AP State News Reports: Documenting dangers of Cowboys’ facility and others
July 31, 2012
In this Saturday, May 2, 2009, file photo, firefighters investigate the collapsed canopy that covered the Dallas Cowboys indoor football facility in Irving, Texas. The company that designed and built the ill-fated Cowboys’ practice facility knew long before the giant, tent-like structure collapsed three years ago that it was in danger of falling and concealed the problem, company documents obtained by The Associated Press reveal. (AP Photo/File)
In this July 31 memo to the Associated Press staff, Managing Editor for State News, Financial News and Global Training Kristin Gazlay recounts how AP Dallas reporter Danny Robbins has led the way in investigating the dangers of a Dallas Cowboys practice facility and others built by the same company.
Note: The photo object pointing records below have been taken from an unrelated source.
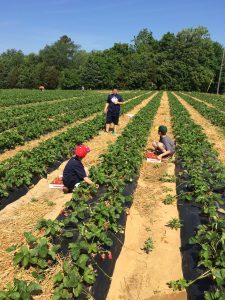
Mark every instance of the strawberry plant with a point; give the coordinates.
(205, 177)
(20, 290)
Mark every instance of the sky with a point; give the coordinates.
(29, 25)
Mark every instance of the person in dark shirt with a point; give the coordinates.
(74, 171)
(165, 146)
(112, 109)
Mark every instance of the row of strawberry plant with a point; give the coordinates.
(21, 169)
(52, 108)
(90, 223)
(52, 116)
(215, 100)
(20, 97)
(15, 97)
(204, 176)
(40, 124)
(215, 116)
(13, 118)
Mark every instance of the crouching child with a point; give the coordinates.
(74, 171)
(165, 147)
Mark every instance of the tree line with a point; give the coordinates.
(188, 60)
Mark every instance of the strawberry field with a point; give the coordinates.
(78, 246)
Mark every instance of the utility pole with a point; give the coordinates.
(221, 68)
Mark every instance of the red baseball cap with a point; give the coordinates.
(81, 151)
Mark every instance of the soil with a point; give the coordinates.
(138, 275)
(42, 202)
(214, 133)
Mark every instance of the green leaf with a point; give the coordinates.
(89, 276)
(68, 234)
(66, 267)
(58, 277)
(78, 290)
(30, 238)
(11, 248)
(82, 261)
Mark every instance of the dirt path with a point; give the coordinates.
(214, 133)
(206, 103)
(42, 202)
(138, 275)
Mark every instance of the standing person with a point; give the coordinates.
(112, 109)
(165, 146)
(74, 171)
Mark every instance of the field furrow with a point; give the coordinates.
(215, 133)
(146, 275)
(43, 202)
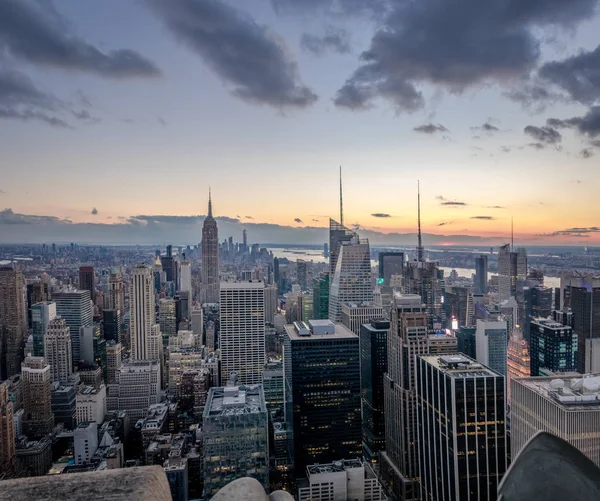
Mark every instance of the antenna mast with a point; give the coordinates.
(341, 200)
(420, 245)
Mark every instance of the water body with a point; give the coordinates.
(316, 256)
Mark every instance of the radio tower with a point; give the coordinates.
(420, 245)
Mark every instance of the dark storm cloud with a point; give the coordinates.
(242, 52)
(31, 31)
(544, 135)
(455, 45)
(430, 128)
(334, 40)
(21, 100)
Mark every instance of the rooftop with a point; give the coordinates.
(459, 366)
(235, 400)
(318, 329)
(572, 391)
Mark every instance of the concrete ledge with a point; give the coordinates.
(128, 484)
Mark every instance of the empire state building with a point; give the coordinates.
(210, 257)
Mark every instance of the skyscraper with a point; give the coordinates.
(462, 432)
(36, 380)
(408, 337)
(41, 315)
(352, 278)
(322, 392)
(512, 266)
(142, 311)
(581, 293)
(242, 337)
(210, 257)
(390, 263)
(554, 346)
(13, 326)
(75, 308)
(236, 440)
(87, 280)
(7, 430)
(491, 339)
(373, 366)
(481, 267)
(57, 351)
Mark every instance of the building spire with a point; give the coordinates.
(341, 200)
(420, 244)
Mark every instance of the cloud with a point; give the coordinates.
(334, 40)
(243, 53)
(573, 232)
(7, 216)
(37, 34)
(430, 128)
(486, 127)
(450, 203)
(587, 125)
(454, 46)
(21, 100)
(544, 135)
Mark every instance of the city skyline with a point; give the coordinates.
(156, 107)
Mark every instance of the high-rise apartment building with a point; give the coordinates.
(322, 392)
(338, 234)
(116, 292)
(517, 359)
(512, 266)
(408, 338)
(142, 317)
(13, 321)
(481, 281)
(36, 381)
(581, 293)
(41, 315)
(136, 389)
(373, 366)
(87, 280)
(75, 308)
(354, 315)
(7, 430)
(57, 350)
(242, 336)
(390, 263)
(566, 406)
(351, 280)
(554, 346)
(235, 435)
(210, 258)
(461, 419)
(491, 342)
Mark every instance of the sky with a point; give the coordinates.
(116, 116)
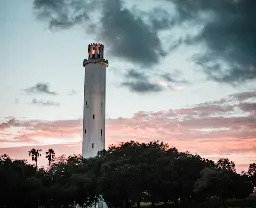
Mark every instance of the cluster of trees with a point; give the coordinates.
(123, 176)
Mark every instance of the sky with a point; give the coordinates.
(182, 72)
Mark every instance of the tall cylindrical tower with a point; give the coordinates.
(94, 101)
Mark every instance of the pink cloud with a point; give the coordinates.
(222, 127)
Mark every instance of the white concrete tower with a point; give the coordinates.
(94, 101)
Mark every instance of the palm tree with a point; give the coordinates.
(34, 154)
(50, 155)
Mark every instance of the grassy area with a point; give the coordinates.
(249, 202)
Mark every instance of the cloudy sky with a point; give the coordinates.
(182, 72)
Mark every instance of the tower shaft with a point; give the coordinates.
(94, 101)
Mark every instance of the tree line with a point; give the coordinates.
(124, 176)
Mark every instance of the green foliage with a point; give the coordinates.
(124, 175)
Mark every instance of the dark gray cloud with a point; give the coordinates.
(172, 78)
(63, 13)
(127, 36)
(139, 82)
(241, 96)
(229, 35)
(44, 103)
(40, 88)
(130, 37)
The 2009 collapse of a Dallas Cowboys practice facility that left one scout paralyzed and a coach with a broken vertebrae has been followed by years of litigation and investigation. And Dallas reporter Danny Robbins has followed every development, building a network of sources that has kept the AP competitive.
Robbins' sourcing also helped set the groundwork for an AP Exclusive last week that put the collapse in new context: Unreleased documents revealed the company that built the facility knew it could fall and covered up the problem. Robbins' story was a thorough piece of investigative journalism that raised questions about the safety of many similar facilities that Summit Structures LLC has built nationwide. He pieced the story together by negotiating the release of stacks of documents, emails and handwritten notes that shed light on the events that led to the facility collapse.
The scoop played well in news and sports circles and forced the local media in the Dallas-Fort Worth area to run AP's story in full. Besides several on-air credits, the story was the centerpiece of the Dallas Morning News website and used above the fold of the Star-Telegram's print edition the next morning.
Robbins' work was just beginning when a source agreed to give him an initial set of documents. Some of the papers carried handwritten notes with startling acknowledgments that had to be verified through other means. He had to return to his source and negotiate access to further confidential depositions to substantiate the notes before they could be included in the story. The papers also included complicated architectural language and diagrams that Robbins sought expert help to understand. Then he had to find several reluctant sources implicated in the cover-up to round out the story. In all, Robbins sifted through about 1,000 pages, discovering that 11 of the company's other buildings fell before the Cowboys disaster -- a much larger number than previously reported.
Read his work here:
For producing a distinctive, hard-hitting exclusive that underscores the essential value of the AP on the state level and beyond, Robbins wins this week's Best of the States $300 prize.